A to cię w takim razie rozumiem w całej rozciągłości. Nie zgadzam się, ale rozumiem. Nie zgadzam się, bo język logiczny po prostu nie jest. Uważam, żeby gdyby był, to wiele by na tym tracił. 





gaucho perezoso said:


> nie jest to rasizm jezykowy jak to nazywasz. w polsce dostep do edukacji jest powszechny i *kazdy kto choc troche checi wykazuje, moze sie nauczyc poprawnie poslugiwac jezykiem polskim*. bardzo czesto umiejetnosc ta zdobywana jest poza klasycznymi placowkami edukacyjnymi nawiasem mowiac. w kazdym razie, jezeli wychowana w polsce, zdrowa psychicznie osoba, uzywajaca na co dzien polskiego jezyka, obcujaca z nim, nie potrafi zrozumiec porawnej polszczyzny (zauwaz, ze nie napisalem "uzywac", chodzi mnie tylko o zrozumienie) to chyba nie warto z nia rozmawiac.

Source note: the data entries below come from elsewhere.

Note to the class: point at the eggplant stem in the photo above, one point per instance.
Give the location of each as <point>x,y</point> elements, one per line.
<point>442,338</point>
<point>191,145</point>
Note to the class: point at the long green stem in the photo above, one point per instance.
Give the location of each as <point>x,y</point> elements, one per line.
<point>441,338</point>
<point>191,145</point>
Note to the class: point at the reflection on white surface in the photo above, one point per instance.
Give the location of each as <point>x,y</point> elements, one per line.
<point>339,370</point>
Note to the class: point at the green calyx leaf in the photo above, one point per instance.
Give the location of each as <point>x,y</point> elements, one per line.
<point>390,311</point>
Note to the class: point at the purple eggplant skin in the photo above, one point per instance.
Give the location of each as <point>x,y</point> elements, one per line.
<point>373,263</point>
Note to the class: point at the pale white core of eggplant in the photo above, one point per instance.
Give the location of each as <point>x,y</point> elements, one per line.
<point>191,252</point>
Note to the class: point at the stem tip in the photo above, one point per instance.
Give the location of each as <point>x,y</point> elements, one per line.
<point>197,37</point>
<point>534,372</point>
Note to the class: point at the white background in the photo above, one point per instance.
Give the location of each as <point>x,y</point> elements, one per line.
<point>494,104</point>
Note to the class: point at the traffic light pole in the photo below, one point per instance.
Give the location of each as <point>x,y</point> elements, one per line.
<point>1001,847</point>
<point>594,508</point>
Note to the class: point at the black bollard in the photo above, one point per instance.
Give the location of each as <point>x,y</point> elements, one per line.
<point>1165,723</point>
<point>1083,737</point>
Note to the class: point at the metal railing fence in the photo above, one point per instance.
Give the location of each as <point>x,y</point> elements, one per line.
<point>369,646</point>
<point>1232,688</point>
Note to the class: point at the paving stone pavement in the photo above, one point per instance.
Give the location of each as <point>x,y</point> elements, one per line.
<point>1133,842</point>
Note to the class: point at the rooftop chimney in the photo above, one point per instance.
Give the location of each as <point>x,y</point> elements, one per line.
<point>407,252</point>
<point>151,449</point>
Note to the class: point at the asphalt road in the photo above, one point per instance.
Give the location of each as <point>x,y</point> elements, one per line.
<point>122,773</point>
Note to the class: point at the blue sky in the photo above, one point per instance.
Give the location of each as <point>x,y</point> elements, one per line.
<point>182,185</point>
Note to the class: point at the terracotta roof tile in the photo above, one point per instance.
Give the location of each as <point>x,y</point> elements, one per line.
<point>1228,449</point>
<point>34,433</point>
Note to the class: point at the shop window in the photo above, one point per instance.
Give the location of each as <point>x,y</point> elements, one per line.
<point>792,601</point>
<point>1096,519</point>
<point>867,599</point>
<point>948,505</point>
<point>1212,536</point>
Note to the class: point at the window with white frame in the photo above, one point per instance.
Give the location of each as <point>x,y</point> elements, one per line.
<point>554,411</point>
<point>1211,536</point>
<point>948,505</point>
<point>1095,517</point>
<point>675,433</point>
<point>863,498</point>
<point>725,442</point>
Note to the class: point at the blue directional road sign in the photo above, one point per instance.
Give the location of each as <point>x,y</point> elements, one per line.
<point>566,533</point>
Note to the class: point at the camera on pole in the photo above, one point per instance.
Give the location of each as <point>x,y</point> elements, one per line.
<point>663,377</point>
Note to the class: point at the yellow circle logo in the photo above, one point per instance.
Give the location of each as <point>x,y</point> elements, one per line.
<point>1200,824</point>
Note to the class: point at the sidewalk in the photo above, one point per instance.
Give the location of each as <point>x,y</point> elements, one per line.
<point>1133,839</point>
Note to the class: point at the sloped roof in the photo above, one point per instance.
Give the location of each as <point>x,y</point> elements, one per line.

Zgoda (zwłaszcza z pogrubionym tekstem).

Nawiasem mówiąc, ciekawe, że krytykujesz metaforyczne użycie słowa "odskocznia", ale nie przeszkadza ci zaczynanie zdań małymi literami.  No, chyba że ci się shift zepsuł.


----------



## gaucho perezoso

Hehe, SHIFT dziala u mnie calkiem dobrze jak widac. Nie uzywam wielkich liter bardziej z wygody. Przyznaje wszak, ze oprocz czystej estetyki, traci na tym rowniez czytelnosc. Idac tym tokiem myslenia mozna by wydedukowac, ze moja wygoda jest dla mnie wazniejsza, nizli wygoda czytelnika, a jesli tak to przepraszam i obiecuje, ze bede uzywal wilkich liter


----------



## majlo

Ciągnąc żart: widzę, że alt też szwankuje.


----------



## gaucho perezoso

Alt rowniez dziala poprawnie, problemem natomiast jest system operacyjny, ktory nie jest zaopatrzony w polska trzcionke. Musze porozmawiac z ludzmi z IT, zeby mi ja zainstalowali, ale, jako ze niewiele wspolnego mam z Polska lub jezykiem polskim w mojej pracy, do tej pory nie rozmawialem z nimi  o tym. Zreszta w Indiach, tutaj aktualnie mieszkam i pracuje, byloby to pewnie nie lada wyzwaniem


----------



## arturolczykowski

Jezeli masz Windows to na pewno masz polska czcionke. Wejdz w Control Panel, nastepnie w Region and Language, nastepnie Keyboards and Languages, kliknij Change keyboard language w General kilknij Add i wybierz Polish programmers..... Latwe ;-)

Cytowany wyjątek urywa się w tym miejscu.